Another cause of miscarriages is low serum progesterone levels or luteal phase defect or LPD. Some investigators claim that LPD accounts for over one-fourth of cases of RMS, but studies of this disorder have not included concurrently tested controls.5 The conventional medical approach for the treatment of low progesterone levels is the use of clomiphene citrate or injectable or oral progesterone.

As seen in this case, taking these drugs may not be effective in raising progesterone levels during pregnancy. Women with RMS who have not had success with conventional medical treatment often seek CAM approaches such as Chinese medicine including acupuncture, and patients with allergies often turn to allergy elimination and desensitization.

The patient was treated with an allergy elimination and desensitization system called BioSET. Allergies are determined via computerized testing using electroacupuncture according to Voll or through muscle response testing (MRT). MRT is the practice of using manual muscle strength testing to diagnose patients. In this system, patients touch the allergen while receiving acupuncture or acupressure to balance the immune system and organs and treat symptoms. It is postulated that the treatments SC received allowed for the normal metabolism of cholesterol and allowed her to engender her missing ATT III gene, thereby preventing thrombosis during pregnancy. Previous to her last and successful pregnancy, this patient’s AT III activity was less than 0.20 to 0.45 mg/mL, as reported by the Mayo Clinic Laboratory in Minnesota. After this patient was treated for her allergies and malabsorption, she was not only able to carry a baby to full term but no longer had evidence of either the luteal phase defect or congenital AT III deficiency. Her follow-up blood work, also reported by the Mayo Clinic Laboratory in Minnesota, showed that her AT III activity is now normal and that her luteal phase defect has resolved. These treatments may have turned on the AT III gene in this patient by facilitating protein metabolism and allowing for normal metabolism of cholesterol and production of progesterone and other hormones. The elimination of this patient’s suspected allergy to cholesterol allowed her to normally metabolize cholesterol and produce progesterone, thereby eliminating her luteal phase defect. We hypothesized that the allergy elimination and desensitization treatments remitted the antibodies produced in response to allergic reactions and therefore prevented blood clots and that the acupuncture treatments allowed for the dispersal and circulation of qi and blood.

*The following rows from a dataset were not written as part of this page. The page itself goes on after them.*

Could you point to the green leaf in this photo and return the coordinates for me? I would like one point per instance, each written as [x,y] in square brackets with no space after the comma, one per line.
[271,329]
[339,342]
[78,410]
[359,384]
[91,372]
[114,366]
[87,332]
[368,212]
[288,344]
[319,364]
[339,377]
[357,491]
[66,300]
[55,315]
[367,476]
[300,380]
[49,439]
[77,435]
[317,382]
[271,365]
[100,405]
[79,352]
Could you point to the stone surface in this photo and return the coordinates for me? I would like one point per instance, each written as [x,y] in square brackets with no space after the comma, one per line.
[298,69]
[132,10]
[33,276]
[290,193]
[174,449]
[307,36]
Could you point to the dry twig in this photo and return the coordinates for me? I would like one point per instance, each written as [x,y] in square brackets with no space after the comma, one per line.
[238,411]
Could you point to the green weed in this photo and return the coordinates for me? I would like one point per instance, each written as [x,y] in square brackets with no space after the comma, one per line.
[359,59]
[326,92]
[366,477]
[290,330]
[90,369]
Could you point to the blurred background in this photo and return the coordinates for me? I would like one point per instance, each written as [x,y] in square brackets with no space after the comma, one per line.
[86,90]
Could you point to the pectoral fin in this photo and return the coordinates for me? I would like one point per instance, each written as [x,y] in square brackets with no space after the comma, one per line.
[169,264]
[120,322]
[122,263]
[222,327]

This case study presents preliminary evidence that acupuncture and allergy elimination and desensitization may increase serum progesterone remediating luteal phase defect and prevent thrombosis due to AT III defi ciency. Ultimately it may be a suitable treatment option for women with these blood disorders to prevent RMS. The author hypothesizes that the intervention will result in progesterone levels of 20 nmol/L or higher during pregnancy, sufficient to maintain pregnancy, and the absence of thrombosis during and after pregnancy. The combined use of biomedical technology, Chinese medicine, and allergy elimination and desensitization enabled this patient to bring her pregnancy to term.

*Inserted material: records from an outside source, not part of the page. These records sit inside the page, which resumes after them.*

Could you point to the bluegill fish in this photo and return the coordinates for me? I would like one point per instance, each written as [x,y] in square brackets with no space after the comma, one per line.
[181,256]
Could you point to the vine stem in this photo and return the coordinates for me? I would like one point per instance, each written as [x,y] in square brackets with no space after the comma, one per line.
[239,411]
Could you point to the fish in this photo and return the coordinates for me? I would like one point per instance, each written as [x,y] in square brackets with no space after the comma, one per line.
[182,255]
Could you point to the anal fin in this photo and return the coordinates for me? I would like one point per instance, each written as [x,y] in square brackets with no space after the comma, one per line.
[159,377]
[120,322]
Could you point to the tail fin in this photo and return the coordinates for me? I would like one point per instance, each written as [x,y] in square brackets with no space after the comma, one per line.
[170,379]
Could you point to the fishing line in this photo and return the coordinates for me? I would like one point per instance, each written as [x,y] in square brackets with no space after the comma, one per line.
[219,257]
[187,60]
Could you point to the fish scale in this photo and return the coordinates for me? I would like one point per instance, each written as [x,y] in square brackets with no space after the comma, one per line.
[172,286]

1. Ioannidis G, Sacks G, Reddy N, et al. Day 14 maternal serum progesterone levels predict pregnancy outcome in IVF/ICSI treatment cycles: a prospective study. Hum Reprod. 2005;20(3):741-746.

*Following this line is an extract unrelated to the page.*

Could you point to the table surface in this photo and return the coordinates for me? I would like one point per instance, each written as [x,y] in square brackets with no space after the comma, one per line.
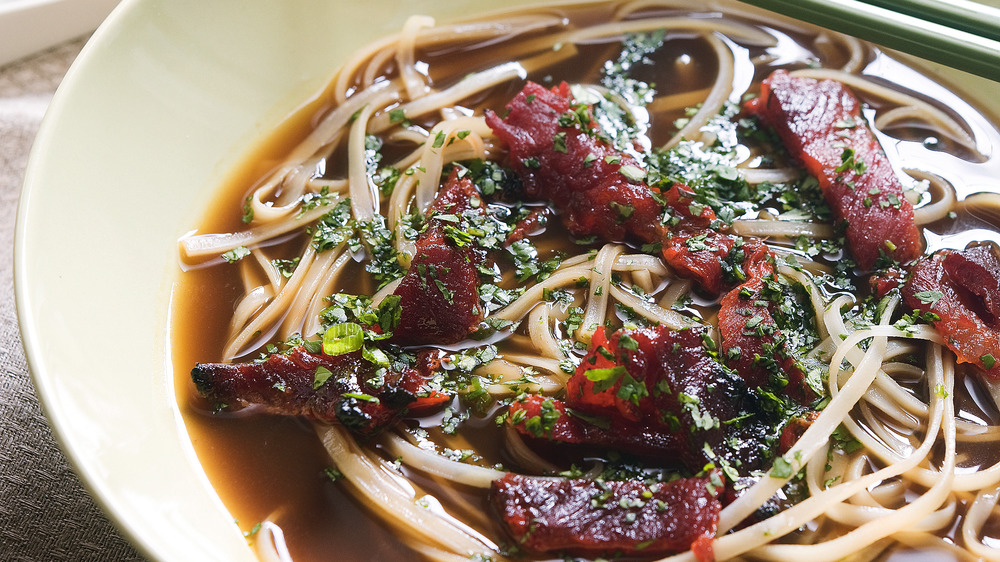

2. Bick RL, Hoppensteadt D. Recurrent miscarriage syndrome and infertility due to blood coagulation protein/platelet defects: a review and update. Clin Appl Thromb Hemost. 2005;11(1):1-13.

3. Preston FE, Rosendaal FR, Walker ID, et al. Increased fetal loss in women with heritable thrombophilia. Lancet. 1996;348(9032):913-916.

4. Bick RL, Laughlin H, Cohen B, Staub J, Madden J, Toofanian A. fetal wastage syndrome due to blood protein/platelet defects. Clin Appl Thromb Hemost. 1995;1(4):286-292.

5. Gibbs RS, Haney BY, Nygaard AF, Scott JR. Recurrent miscarriage. In: Danforth’s Obstetrics & Gynecology, Philadelphia, PA: Lippincott Williams & Wilkins; 2008.